Megan West (Olsen) , Managing Director, Policy

Megan West advises clients on policy and market-based strategies related to drug pricing, cell and gene therapy (CGT) development, value-based contracting, and innovative approaches to patient access.

This interview was originally published as a podcast. The audio is no longer available, but you can read the transcript below. For updates on our newly released content, visit our Insight Subscription page.

If you would like to watch the video version, please visit our video page.


Michael: Hello and welcome to another episode of the Avalere Health Essential Voice Disease Education series in our second of several cell and gene therapy-focused podcasts. In this series, we will be covering topics on a wide range of therapeutic focus areas.

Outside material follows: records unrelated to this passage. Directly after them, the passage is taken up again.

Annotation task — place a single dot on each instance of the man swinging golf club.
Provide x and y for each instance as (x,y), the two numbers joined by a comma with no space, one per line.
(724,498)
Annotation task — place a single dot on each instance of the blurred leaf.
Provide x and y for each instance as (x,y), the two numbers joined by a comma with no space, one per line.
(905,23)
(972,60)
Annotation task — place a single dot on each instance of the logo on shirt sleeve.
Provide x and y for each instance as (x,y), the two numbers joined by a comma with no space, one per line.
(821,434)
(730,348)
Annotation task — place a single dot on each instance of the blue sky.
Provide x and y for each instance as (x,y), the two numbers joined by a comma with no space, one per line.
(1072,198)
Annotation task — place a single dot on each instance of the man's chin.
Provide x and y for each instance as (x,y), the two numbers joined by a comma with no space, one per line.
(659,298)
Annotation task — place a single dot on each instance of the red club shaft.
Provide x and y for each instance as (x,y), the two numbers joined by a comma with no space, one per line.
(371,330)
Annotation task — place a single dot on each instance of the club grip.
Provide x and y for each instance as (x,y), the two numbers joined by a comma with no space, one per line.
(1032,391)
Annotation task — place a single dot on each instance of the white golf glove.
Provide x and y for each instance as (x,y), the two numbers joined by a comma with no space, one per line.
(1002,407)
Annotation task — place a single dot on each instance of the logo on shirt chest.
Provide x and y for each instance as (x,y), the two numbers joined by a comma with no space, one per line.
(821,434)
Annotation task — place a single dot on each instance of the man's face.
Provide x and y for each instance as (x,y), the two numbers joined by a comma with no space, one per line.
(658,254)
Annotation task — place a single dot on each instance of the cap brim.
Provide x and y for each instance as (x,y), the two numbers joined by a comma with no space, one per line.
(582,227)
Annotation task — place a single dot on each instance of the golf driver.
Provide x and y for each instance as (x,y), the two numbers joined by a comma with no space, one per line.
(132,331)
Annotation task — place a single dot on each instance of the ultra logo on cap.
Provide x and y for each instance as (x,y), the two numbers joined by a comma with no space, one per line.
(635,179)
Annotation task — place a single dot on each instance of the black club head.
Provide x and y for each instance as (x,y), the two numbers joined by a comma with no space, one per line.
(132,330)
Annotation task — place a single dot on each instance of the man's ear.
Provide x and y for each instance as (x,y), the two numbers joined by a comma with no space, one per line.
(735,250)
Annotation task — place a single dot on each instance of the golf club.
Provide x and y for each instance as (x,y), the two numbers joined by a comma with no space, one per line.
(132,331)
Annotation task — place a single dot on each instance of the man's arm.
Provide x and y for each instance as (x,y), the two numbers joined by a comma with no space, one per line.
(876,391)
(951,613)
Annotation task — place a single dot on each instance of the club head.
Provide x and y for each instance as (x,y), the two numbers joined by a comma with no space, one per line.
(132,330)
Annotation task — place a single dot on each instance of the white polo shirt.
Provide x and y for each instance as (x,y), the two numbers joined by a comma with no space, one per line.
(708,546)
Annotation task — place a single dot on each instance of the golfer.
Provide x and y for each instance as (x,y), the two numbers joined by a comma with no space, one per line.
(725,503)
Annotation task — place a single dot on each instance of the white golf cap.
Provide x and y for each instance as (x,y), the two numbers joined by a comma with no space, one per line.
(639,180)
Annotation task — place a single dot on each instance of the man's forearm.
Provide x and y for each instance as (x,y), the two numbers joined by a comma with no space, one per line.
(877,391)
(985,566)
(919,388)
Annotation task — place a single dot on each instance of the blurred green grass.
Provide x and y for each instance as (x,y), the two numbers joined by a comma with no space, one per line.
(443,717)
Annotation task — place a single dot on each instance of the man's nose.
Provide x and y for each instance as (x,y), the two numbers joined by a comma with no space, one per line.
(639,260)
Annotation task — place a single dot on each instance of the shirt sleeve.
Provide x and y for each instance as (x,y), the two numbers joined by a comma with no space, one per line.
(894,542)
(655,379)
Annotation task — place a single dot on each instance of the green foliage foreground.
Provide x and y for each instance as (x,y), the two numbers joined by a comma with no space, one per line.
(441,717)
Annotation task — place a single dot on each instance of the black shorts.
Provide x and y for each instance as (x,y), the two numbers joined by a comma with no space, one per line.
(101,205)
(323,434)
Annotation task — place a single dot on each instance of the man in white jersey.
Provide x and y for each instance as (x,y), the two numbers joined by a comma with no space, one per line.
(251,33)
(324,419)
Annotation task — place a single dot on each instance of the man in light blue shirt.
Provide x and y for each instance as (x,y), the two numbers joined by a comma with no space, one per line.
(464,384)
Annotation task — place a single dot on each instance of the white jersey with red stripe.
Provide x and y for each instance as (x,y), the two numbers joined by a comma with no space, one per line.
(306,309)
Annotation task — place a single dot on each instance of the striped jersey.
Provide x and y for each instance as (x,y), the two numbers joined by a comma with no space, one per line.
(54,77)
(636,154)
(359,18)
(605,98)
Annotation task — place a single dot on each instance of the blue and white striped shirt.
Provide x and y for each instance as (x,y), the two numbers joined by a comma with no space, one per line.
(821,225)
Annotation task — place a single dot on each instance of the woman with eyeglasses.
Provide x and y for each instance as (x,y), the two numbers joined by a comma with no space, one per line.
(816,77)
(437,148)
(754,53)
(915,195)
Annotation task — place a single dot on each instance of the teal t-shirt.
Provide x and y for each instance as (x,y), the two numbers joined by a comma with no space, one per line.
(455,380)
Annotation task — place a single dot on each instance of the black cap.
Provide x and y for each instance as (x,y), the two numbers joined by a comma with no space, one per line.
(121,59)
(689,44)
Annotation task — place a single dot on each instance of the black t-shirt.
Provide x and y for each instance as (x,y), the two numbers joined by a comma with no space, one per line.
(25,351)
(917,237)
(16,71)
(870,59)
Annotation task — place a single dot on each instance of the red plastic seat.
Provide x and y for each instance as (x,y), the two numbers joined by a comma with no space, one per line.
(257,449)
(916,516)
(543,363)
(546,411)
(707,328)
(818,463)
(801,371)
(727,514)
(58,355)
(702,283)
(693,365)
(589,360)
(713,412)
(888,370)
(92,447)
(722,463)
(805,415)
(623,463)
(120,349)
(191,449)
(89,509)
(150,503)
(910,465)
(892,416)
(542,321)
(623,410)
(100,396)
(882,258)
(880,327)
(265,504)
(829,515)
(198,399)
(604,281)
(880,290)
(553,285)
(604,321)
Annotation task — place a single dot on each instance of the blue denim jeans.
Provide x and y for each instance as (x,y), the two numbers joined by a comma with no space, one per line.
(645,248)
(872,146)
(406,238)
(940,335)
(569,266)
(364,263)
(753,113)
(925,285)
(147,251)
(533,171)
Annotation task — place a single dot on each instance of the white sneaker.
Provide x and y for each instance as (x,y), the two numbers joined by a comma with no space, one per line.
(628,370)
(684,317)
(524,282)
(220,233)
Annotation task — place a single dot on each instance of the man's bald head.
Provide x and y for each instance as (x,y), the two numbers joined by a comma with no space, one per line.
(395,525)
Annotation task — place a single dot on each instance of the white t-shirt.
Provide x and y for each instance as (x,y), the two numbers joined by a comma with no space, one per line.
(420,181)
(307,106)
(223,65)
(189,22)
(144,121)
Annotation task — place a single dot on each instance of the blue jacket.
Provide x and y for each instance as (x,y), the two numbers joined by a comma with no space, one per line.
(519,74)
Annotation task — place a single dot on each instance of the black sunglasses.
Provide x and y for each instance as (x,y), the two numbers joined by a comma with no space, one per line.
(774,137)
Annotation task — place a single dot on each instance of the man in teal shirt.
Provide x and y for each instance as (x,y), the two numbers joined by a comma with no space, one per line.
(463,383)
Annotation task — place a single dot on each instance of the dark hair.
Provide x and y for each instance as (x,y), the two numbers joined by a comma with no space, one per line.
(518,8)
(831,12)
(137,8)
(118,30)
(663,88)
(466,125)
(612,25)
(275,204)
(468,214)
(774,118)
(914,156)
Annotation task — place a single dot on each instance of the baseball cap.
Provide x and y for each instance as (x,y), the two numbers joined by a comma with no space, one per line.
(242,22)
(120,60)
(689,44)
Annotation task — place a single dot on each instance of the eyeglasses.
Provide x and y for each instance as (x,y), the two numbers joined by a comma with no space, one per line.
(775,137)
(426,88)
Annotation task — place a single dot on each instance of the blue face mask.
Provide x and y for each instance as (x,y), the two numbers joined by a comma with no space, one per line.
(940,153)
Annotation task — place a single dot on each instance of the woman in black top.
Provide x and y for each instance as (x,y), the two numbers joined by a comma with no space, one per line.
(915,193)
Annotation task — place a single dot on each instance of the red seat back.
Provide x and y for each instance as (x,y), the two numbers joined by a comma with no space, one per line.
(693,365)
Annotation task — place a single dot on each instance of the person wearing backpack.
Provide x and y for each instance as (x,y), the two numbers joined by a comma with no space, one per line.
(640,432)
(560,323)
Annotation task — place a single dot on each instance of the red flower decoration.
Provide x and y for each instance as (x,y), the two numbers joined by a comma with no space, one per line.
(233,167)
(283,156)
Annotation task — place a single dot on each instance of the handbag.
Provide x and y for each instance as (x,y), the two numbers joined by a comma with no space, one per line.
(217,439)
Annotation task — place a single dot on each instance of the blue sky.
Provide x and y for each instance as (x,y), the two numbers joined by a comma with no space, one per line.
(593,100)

My name is Michael Kearney, and I’m a consultant in the Market Access practice here at Avalere Health. I’m joined by Jay Jackson, a Principal in our Market Access practice, and Megan Olsen, a Principal in our Policy practice.

In our last discussion, we explored challenges associated with cell and gene therapies related to coverage, reimbursement, and patient access. Today, we will explore value-based arrangements (VBAs) and the role that they play in facilitating access to these products.

Paying for value is certainly a theme throughout healthcare, and increasingly so in the context of high-cost drugs. Jay, let’s start with you. How would you characterize interest in or opportunity for value-based payment arrangements for cell and gene therapies? What’s driving it?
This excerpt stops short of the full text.